Despite being involved in forty-seven goals for Manchester City since the start of 2017-18 and being part of one of the greatest attacking teams in the Premier League, there were still those who dismissed his ability.
His critics are unlikely to be permanently silenced by an excellent brace against Spain. However, it does appear that the penny may have finally dropped for some when it comes to Raheem Sterling’s continuing rise.
It should be obvious to most that the Premier League and Champions League are the showcase tournaments to exhibit your genuine talents. However, for some, the World Cup and International scene remain the zenith and only barometer for greatness.
For evidence of this sluggish thinking, you only need to glance at the comments that are dragged out about Lionel Messi. Despite four Champions League wins and five Balon D’or awards, there are some who simply shrug and point to a lack of World Cup success as final judgment on one of greatest players of all time.
Now Sterling is nowhere near the class of Messi, few ever have or ever will be, but he is maturing into a top class attacking player. At twenty-three he is right where he needs to be. A first team regular and tutorship under Pep Guardiola have seen the former Liverpool man hit another level over the past eighteen months.
However, people still criticise and sneer at a poor international record. They have a point about a fairly flat World Cup performance. However, is it even right to be judging him on his record against some pretty mediocre opposition? The right stage to judge him on is the domestic front and there can be no argument about his qualities there.
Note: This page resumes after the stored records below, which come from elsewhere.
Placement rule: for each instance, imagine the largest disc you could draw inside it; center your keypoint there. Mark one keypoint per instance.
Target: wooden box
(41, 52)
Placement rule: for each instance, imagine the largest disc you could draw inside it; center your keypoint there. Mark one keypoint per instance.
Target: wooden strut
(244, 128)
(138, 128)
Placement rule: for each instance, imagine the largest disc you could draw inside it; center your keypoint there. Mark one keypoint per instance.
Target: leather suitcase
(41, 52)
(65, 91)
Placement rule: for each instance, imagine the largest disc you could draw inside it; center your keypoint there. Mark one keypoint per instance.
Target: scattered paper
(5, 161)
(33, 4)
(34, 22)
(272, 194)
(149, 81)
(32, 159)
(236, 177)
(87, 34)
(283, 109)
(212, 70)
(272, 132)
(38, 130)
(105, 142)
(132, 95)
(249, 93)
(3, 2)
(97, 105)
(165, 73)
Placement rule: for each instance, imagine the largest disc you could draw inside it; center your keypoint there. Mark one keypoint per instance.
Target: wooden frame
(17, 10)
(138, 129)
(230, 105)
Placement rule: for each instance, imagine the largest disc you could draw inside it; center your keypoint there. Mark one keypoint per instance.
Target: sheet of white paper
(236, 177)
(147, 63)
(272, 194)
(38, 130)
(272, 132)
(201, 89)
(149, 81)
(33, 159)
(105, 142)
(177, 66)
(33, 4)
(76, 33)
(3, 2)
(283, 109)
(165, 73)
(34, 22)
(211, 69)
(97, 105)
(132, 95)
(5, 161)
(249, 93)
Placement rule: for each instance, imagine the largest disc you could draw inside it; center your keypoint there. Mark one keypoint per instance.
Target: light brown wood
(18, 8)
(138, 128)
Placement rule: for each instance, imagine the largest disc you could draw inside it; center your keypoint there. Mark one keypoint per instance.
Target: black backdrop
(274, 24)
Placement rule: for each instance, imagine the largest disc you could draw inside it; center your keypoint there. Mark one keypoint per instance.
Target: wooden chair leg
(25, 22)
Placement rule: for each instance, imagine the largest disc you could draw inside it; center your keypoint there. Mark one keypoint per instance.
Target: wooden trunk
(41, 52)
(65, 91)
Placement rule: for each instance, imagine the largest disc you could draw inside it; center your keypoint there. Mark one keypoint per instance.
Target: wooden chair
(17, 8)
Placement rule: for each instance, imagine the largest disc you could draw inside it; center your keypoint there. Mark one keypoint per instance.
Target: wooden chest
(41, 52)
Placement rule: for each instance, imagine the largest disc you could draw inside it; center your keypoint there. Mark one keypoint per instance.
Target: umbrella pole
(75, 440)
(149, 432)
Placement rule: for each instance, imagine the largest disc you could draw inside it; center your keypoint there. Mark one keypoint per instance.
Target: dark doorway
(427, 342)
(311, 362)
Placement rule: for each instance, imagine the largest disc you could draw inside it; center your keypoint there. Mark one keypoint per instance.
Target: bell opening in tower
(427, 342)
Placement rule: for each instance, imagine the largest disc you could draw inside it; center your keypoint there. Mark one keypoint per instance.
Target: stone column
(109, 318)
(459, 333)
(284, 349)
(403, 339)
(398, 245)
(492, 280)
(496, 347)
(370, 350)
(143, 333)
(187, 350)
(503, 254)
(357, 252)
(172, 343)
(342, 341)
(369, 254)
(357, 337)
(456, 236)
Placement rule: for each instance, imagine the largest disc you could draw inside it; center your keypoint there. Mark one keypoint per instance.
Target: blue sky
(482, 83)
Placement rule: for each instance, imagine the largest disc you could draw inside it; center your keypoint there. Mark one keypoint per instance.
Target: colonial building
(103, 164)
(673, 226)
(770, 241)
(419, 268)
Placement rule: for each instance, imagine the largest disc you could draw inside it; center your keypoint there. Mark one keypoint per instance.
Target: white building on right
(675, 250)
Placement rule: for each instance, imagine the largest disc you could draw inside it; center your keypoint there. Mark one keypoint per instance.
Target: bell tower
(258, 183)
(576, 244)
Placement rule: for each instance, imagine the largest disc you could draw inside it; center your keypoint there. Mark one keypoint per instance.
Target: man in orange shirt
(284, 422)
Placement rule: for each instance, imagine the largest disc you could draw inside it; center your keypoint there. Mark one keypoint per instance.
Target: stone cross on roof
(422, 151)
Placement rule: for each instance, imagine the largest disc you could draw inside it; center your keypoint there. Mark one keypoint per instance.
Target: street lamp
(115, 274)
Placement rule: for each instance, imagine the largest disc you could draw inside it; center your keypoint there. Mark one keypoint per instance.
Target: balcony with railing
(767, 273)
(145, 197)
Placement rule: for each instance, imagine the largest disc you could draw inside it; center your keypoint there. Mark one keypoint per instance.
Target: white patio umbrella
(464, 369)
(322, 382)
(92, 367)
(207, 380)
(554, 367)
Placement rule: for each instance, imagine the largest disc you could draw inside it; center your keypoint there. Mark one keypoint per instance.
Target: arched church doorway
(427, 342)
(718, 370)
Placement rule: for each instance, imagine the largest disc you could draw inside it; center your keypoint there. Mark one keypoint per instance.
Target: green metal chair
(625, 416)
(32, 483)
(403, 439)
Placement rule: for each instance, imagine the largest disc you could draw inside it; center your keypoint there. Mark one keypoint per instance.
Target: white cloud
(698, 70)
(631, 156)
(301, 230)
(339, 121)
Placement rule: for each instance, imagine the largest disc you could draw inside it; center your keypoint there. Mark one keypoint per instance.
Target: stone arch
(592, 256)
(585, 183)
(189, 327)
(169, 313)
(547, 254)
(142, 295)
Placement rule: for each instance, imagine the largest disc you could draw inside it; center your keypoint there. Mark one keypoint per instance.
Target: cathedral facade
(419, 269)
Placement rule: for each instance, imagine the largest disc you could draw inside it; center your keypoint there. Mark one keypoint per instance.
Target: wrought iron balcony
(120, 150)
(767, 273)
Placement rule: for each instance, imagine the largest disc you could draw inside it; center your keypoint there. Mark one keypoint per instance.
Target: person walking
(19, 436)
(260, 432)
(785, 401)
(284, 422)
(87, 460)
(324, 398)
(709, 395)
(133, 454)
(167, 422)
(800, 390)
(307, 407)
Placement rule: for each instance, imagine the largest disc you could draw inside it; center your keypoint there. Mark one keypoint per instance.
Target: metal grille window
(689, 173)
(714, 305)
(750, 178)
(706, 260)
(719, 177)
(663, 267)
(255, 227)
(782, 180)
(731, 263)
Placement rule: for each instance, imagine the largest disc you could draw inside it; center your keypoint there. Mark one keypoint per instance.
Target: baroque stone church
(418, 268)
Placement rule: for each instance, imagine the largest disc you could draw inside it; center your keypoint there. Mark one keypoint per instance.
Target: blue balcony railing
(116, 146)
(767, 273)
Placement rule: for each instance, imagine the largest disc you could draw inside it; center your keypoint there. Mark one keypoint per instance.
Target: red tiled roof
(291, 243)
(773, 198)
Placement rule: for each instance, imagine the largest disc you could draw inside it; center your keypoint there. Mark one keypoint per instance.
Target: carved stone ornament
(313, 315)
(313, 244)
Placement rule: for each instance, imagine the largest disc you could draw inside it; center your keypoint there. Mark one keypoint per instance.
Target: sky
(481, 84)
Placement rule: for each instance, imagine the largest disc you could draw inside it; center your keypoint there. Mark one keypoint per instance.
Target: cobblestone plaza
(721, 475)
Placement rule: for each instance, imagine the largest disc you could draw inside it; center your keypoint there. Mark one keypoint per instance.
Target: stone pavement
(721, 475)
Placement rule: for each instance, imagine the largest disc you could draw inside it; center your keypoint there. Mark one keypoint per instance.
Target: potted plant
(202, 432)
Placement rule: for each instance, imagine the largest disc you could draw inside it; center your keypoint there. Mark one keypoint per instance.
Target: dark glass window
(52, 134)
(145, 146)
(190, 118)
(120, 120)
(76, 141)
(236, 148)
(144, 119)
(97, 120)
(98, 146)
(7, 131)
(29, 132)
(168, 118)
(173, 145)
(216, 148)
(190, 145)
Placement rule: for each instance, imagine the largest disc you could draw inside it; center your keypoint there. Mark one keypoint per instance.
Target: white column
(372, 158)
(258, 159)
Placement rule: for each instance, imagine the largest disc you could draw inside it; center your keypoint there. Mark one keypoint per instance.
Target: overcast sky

A record of four goals in forty-six caps is far from a good enough return for an attacking player. But it must be remembered that twenty of those caps were won before Sterling had even turn Twenty-one. He was a young lad still learning and developing.
Sterling is not a natural striker or finisher and this has likely contributed to a blunt return for his Country. In fact, his goal scoring had plateaued for a few years, with the wide man, averaging about ten goals a season between and 2013 and 2017.
It was during this spell when his prominent habit of collapsing like a jigsaw when he got into the box was at its peak. There were never any question marks about his quick feet, skill and frightening pace. However, his finishing was very poor and he often failed to cap off a well worked move.
Despite the often vocal criticism that came his way, Sterling has clearly got his head down. Working with one of the best coaching set ups in world football is likely to have paid off as well. Although, immense credit is due to Sterling for having the right attitude, listening to his coaches and exploding on to the next level.
His recent form has been nothing short of world class for City, and he’s still only twenty-three. There is every chance that he could go on to become even better.
City’s richness in depth also means his game time can be effectively managed and they avoid burning him out. This is often an overlooked component in the modern game, but players like Sterling simply cannot play at that pace and be effective for sixty to seventy games a season. The fact he is not the only top class player and can look to others around him to share the load is a positive that shouldn’t be overlooked.
It could well be the year we see Sterling hit the heights he has shown flashes of, for his entire career. As he continues to impress and carry on this form, the goals for his country will surely become more regular. If that happens, his strange and oddly devoted critics will have no choice but to remain silent about their favourite whipping boy.